The benchmark's scope spans practical video understanding challenges: identifying temporal sequences dependent on audio cues, localizing objects referenced in speech, counting entities with audio-visual context, inferring causal relationships across modalities, and generating comprehensive video summaries.
Implications
The pronounced gap between model performance and human reasoning on OmniVideoBench suggests that current MLLMs struggle with true audio-visual integration. This gap is particularly stark for open-source models, highlighting a capability divide in the field.

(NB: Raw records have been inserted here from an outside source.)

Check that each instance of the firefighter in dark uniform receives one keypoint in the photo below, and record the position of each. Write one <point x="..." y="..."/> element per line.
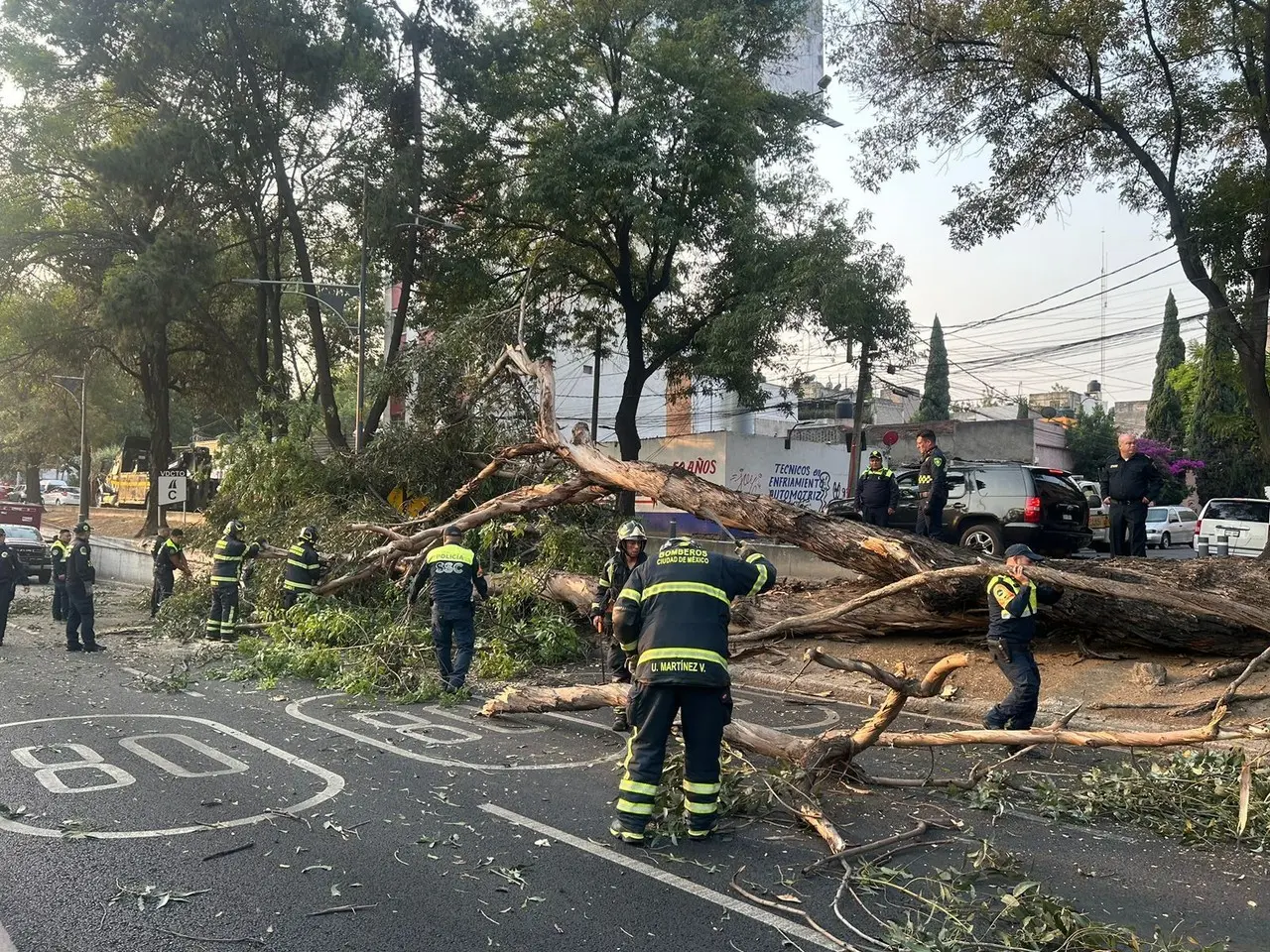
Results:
<point x="453" y="570"/>
<point x="62" y="551"/>
<point x="876" y="493"/>
<point x="629" y="556"/>
<point x="162" y="536"/>
<point x="169" y="558"/>
<point x="229" y="555"/>
<point x="304" y="567"/>
<point x="933" y="486"/>
<point x="80" y="576"/>
<point x="1012" y="603"/>
<point x="1130" y="481"/>
<point x="13" y="572"/>
<point x="672" y="619"/>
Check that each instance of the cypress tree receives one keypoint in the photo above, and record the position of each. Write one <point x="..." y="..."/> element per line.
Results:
<point x="935" y="395"/>
<point x="1165" y="421"/>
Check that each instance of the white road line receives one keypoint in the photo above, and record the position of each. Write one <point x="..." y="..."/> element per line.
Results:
<point x="708" y="895"/>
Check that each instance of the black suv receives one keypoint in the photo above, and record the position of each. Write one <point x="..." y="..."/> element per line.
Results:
<point x="996" y="504"/>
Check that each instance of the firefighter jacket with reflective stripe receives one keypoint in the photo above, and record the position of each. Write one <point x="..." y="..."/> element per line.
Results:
<point x="876" y="489"/>
<point x="453" y="570"/>
<point x="675" y="611"/>
<point x="616" y="572"/>
<point x="1012" y="607"/>
<point x="79" y="566"/>
<point x="62" y="552"/>
<point x="304" y="567"/>
<point x="227" y="558"/>
<point x="12" y="570"/>
<point x="933" y="476"/>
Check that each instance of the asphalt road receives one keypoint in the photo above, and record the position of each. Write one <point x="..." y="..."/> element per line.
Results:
<point x="430" y="829"/>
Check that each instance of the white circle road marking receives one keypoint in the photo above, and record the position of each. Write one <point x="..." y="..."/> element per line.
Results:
<point x="333" y="780"/>
<point x="294" y="710"/>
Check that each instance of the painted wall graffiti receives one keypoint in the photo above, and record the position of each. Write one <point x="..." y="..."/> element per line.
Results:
<point x="801" y="485"/>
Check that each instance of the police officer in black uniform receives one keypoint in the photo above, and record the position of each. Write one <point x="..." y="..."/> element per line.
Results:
<point x="629" y="556"/>
<point x="304" y="567"/>
<point x="80" y="576"/>
<point x="1012" y="602"/>
<point x="672" y="619"/>
<point x="62" y="551"/>
<point x="933" y="486"/>
<point x="1130" y="481"/>
<point x="227" y="558"/>
<point x="13" y="572"/>
<point x="453" y="570"/>
<point x="876" y="493"/>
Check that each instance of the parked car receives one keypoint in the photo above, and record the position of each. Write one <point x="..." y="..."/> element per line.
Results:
<point x="37" y="558"/>
<point x="1170" y="525"/>
<point x="1243" y="522"/>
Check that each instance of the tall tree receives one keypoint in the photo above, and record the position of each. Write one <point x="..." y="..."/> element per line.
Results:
<point x="1164" y="103"/>
<point x="1165" y="420"/>
<point x="937" y="398"/>
<point x="627" y="171"/>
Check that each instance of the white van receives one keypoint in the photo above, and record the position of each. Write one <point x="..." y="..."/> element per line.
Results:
<point x="1243" y="522"/>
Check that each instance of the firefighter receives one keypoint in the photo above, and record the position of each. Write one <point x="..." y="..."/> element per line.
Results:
<point x="876" y="493"/>
<point x="453" y="570"/>
<point x="169" y="558"/>
<point x="933" y="486"/>
<point x="13" y="572"/>
<point x="629" y="556"/>
<point x="304" y="567"/>
<point x="672" y="619"/>
<point x="230" y="552"/>
<point x="62" y="551"/>
<point x="80" y="576"/>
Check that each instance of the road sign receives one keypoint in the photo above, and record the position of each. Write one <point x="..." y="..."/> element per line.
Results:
<point x="172" y="490"/>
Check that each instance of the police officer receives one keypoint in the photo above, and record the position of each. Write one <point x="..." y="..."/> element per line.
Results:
<point x="933" y="486"/>
<point x="629" y="556"/>
<point x="1129" y="483"/>
<point x="80" y="576"/>
<point x="453" y="570"/>
<point x="162" y="536"/>
<point x="169" y="558"/>
<point x="304" y="567"/>
<point x="13" y="572"/>
<point x="1012" y="602"/>
<point x="672" y="620"/>
<point x="876" y="493"/>
<point x="62" y="549"/>
<point x="227" y="558"/>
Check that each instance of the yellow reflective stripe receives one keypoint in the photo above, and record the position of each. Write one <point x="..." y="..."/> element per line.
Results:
<point x="648" y="789"/>
<point x="695" y="654"/>
<point x="691" y="587"/>
<point x="701" y="787"/>
<point x="629" y="807"/>
<point x="762" y="576"/>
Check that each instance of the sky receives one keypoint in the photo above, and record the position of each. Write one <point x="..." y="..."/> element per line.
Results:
<point x="1030" y="353"/>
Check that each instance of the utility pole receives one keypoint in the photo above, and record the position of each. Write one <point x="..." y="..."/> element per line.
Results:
<point x="594" y="386"/>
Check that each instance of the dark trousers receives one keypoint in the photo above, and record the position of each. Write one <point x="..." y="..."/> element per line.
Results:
<point x="223" y="615"/>
<point x="79" y="619"/>
<point x="1019" y="710"/>
<point x="875" y="516"/>
<point x="930" y="520"/>
<point x="62" y="604"/>
<point x="7" y="593"/>
<point x="454" y="640"/>
<point x="651" y="710"/>
<point x="1128" y="529"/>
<point x="160" y="590"/>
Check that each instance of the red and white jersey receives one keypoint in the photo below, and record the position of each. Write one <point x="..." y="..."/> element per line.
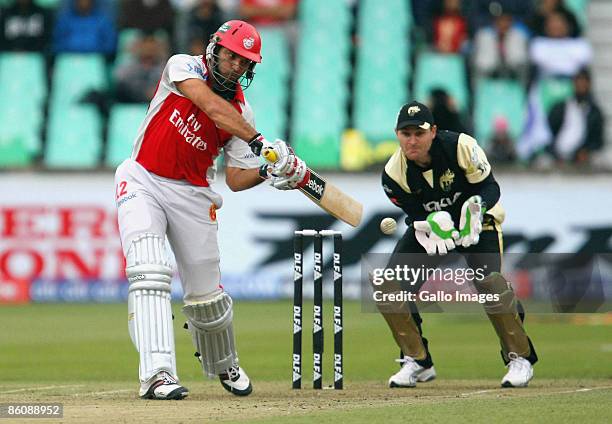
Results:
<point x="178" y="140"/>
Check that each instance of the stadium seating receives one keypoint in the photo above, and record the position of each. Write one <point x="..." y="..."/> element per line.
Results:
<point x="381" y="80"/>
<point x="74" y="137"/>
<point x="498" y="98"/>
<point x="437" y="70"/>
<point x="75" y="75"/>
<point x="123" y="124"/>
<point x="22" y="76"/>
<point x="320" y="91"/>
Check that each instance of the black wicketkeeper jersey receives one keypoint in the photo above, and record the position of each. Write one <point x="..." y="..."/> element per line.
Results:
<point x="459" y="169"/>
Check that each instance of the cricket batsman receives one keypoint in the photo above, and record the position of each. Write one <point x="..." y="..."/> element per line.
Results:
<point x="444" y="183"/>
<point x="164" y="190"/>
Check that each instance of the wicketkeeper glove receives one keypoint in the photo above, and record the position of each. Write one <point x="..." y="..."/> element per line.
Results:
<point x="470" y="223"/>
<point x="257" y="143"/>
<point x="298" y="176"/>
<point x="437" y="234"/>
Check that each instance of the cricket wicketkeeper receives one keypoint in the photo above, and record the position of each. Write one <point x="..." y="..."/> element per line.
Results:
<point x="443" y="181"/>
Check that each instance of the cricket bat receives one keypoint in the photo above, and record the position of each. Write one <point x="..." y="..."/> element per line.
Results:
<point x="326" y="195"/>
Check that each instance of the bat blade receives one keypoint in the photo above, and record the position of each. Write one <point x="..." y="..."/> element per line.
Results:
<point x="333" y="200"/>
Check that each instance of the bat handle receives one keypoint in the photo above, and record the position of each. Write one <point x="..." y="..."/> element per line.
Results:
<point x="269" y="154"/>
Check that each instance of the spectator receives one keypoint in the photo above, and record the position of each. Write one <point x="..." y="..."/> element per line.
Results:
<point x="577" y="123"/>
<point x="449" y="28"/>
<point x="444" y="111"/>
<point x="500" y="50"/>
<point x="199" y="23"/>
<point x="83" y="27"/>
<point x="555" y="53"/>
<point x="481" y="12"/>
<point x="268" y="12"/>
<point x="147" y="15"/>
<point x="136" y="80"/>
<point x="538" y="21"/>
<point x="25" y="26"/>
<point x="501" y="145"/>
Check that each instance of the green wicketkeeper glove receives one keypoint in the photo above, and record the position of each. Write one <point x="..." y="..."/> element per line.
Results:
<point x="470" y="223"/>
<point x="437" y="234"/>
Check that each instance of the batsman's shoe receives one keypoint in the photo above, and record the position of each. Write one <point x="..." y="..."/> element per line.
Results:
<point x="163" y="386"/>
<point x="407" y="375"/>
<point x="520" y="372"/>
<point x="236" y="381"/>
<point x="428" y="374"/>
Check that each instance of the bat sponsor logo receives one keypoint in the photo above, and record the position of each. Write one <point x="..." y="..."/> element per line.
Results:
<point x="315" y="187"/>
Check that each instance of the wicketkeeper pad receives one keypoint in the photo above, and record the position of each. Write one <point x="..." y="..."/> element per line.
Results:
<point x="504" y="315"/>
<point x="210" y="323"/>
<point x="149" y="310"/>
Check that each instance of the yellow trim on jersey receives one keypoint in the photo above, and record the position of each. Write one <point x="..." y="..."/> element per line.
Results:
<point x="396" y="168"/>
<point x="497" y="212"/>
<point x="428" y="175"/>
<point x="472" y="159"/>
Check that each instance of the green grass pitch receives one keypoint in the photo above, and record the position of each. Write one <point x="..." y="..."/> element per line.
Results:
<point x="81" y="355"/>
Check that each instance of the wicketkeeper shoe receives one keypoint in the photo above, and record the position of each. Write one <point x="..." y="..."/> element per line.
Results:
<point x="236" y="381"/>
<point x="426" y="375"/>
<point x="407" y="375"/>
<point x="519" y="372"/>
<point x="163" y="386"/>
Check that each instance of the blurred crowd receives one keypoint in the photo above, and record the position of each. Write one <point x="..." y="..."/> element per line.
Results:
<point x="520" y="40"/>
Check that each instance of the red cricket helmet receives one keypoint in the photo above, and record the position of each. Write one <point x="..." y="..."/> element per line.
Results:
<point x="241" y="38"/>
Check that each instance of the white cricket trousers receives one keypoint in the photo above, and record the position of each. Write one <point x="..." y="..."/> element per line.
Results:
<point x="186" y="214"/>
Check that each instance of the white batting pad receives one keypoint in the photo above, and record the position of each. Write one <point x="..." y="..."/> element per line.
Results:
<point x="212" y="331"/>
<point x="149" y="310"/>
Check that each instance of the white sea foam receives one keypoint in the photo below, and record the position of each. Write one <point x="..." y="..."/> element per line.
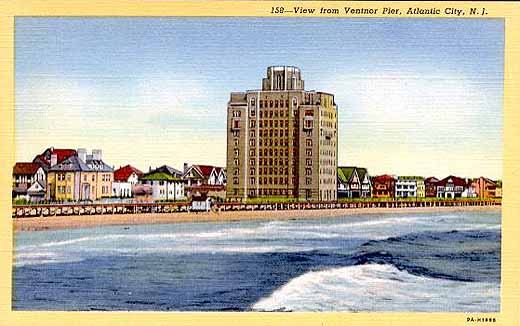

The researchers plan to release OmniVideoBench publicly to accelerate development of MLLMs with stronger, more generalizable reasoning across modalities.
What this means
OmniVideoBench provides a much-needed evaluation framework for a critical gap in MLLM assessment. Most existing video benchmarks rely primarily on visual information, treating audio as supplementary. This benchmark's emphasis on genuine modality complementarity—where both audio and visual information are necessary for correct answers—creates a higher standard for video understanding evaluation. The significant performance gaps documented here suggest that even leading closed-source models haven't solved audio-visual reasoning, indicating substantial room for improvement across the field.